”Sparkle Like 24K Gold,” the latest release from Dr. Jefferey P. Kee, has hints of his Christian faith in it. He is, after all, a Baptist minister, and in a song about love it is natural for him to borrow some lines from St. Paul: “Love is patient, love is kind.”
“That says that love is not just on the good days, but it also encompasses the messed up Mondays and tore-up Tuesdays, the wayward Wednesdays, the tumultuous Thursdays, the frightening Fridays and the set-back Saturdays.”
Musically, he said, some people see it as spiritual, some say it has an R&B feel, and some call it inspirational, but it is a product of his gift and his experience of music.
It reflects, in his words, “a plethora of different genres of music.”

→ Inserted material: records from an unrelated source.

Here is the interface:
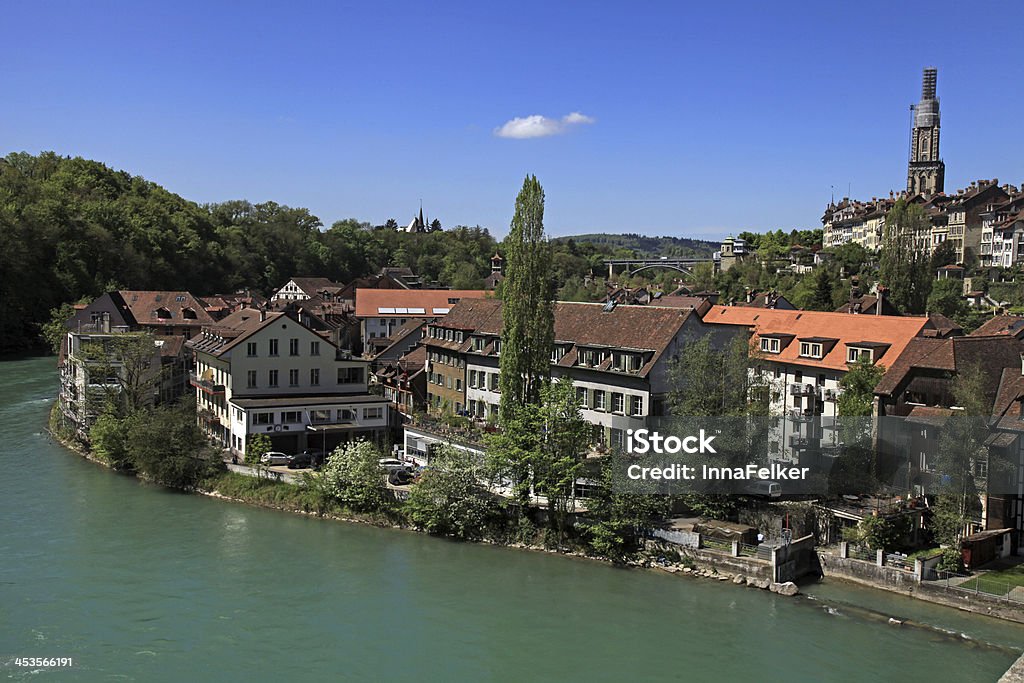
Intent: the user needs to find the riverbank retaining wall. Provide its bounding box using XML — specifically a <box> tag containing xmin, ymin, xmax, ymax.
<box><xmin>817</xmin><ymin>553</ymin><xmax>1024</xmax><ymax>624</ymax></box>
<box><xmin>771</xmin><ymin>533</ymin><xmax>821</xmax><ymax>584</ymax></box>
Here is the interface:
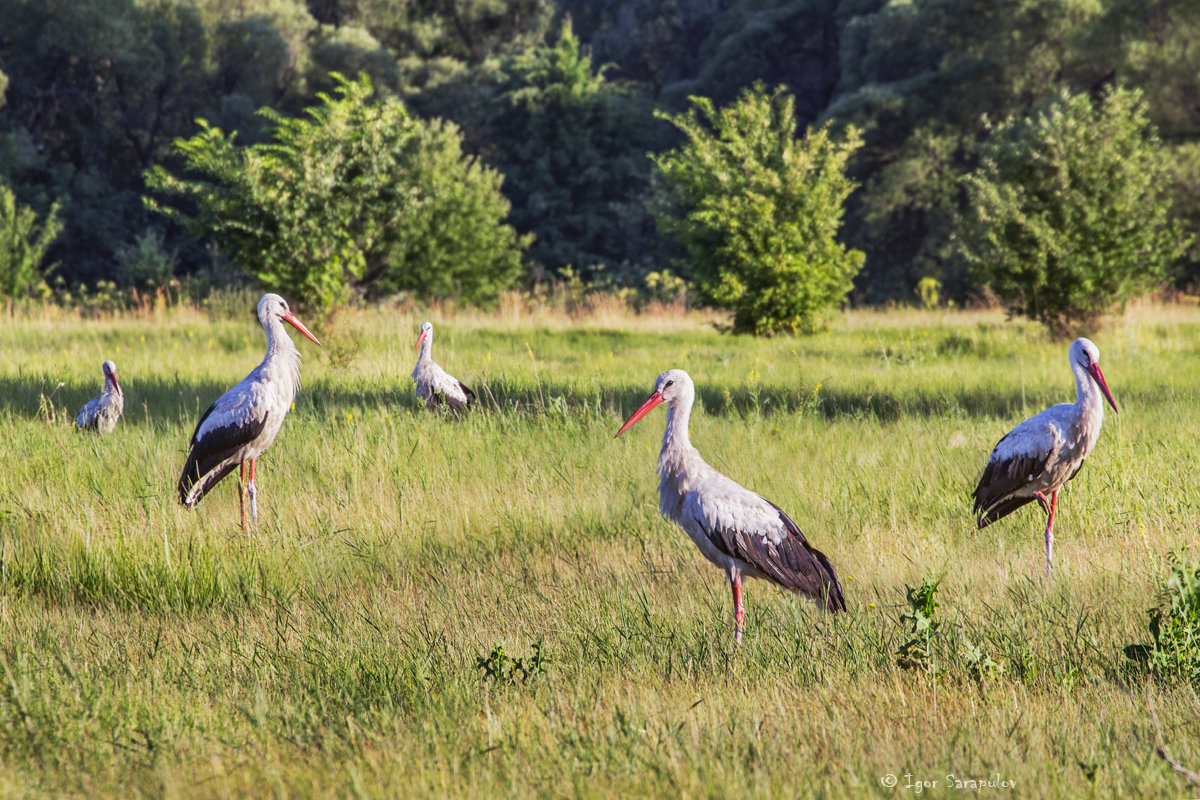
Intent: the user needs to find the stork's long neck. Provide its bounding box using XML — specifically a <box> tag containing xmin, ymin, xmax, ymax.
<box><xmin>1070</xmin><ymin>363</ymin><xmax>1104</xmax><ymax>450</ymax></box>
<box><xmin>659</xmin><ymin>390</ymin><xmax>708</xmax><ymax>494</ymax></box>
<box><xmin>258</xmin><ymin>317</ymin><xmax>300</xmax><ymax>398</ymax></box>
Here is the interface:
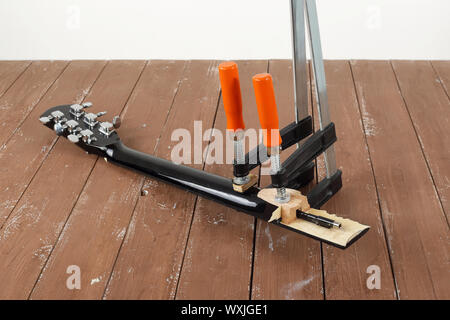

“Love is the universal language and emotion that every culture understands. And this particular song is a universal song.”
He grew up listening to funk, soul, gospel, and, through his father, country. He loves those kinds of music, he loves love songs, “and I tried to integrate that into a particular melodic tone so that others can relate to it.” Music, like love, is a language.
“It’s a story that speaks to people wherever they are in their particular situation. That, that’s what music is to me.”
This particular song came about because a cousin from Los Angeles who was planning a destination wedding in San Lucas, Mexico and wanted Dr. Kee to officiate.
“I called him and I said I have a song that has resonated inside of me that I want to have for your wedding,” and “Sparkle Like 24K Gold” was born.
His music, like his faith, is omni denominational, and he describes himself as The Pastor for the Master. He has been influenced by many interfaith churches, Catholic, Methodist and Baptist and other Protestant churches.
“I have the cross fertilization to be a person that loves God, but not to have boundaries to believe that my particular faith is predicated by a particular denomination or locality.” He has been pastoring in Columbus, Ohio, in the same church, for 30 years.
“Sparkle Like 24K Gold” is part of a larger project he is working on, an album on which people will hear some funk, soul, gospel, love. It will, he says, have “something that will make you feel like you want to clap your hands, stomp your feet,” and things that make you want to lament, “that will take you to a place where you can sort of reflect upon the losses you’ve had, the celebrations of life, your high moments and your low moments.”
He is aiming, in general and with “Sparkle” for an audience “that can understand the language of love,” a universal audience that is not solely anything — Christian, black, white or anything else. In the moment when one person feels love for another, “There’s something about that particular moment, for that individual, that sparkles like 24 karat gold to you.”
“It may not be that way to someone else, but to you, because the illuminating presence of what that person is to you, it sparkles like 24 karat gold, and that’s what I’m trying to get across.”
He graduated from the United Theological Seminary with a doctorate of ministry. He says he graduated “as a preacher for social change because I was more concerned about the mundane, about human existence and a greater level of humanity for all people.”
Faith informs his music but does not bind it. He believes that all people deserve to be loved and appreciated, not to be discriminated against. He seeks to present love musically in a way that transcends those human failings and gives people an appreciation of themselves and for the love of others.
“I am grateful because I don’t just hear the words. I love poetry and I like writing, but if I don’t have the music, it could be like a homily, or a sort of message or a poem, and I’m grateful that I can reach people through music in a message that people can relate to.”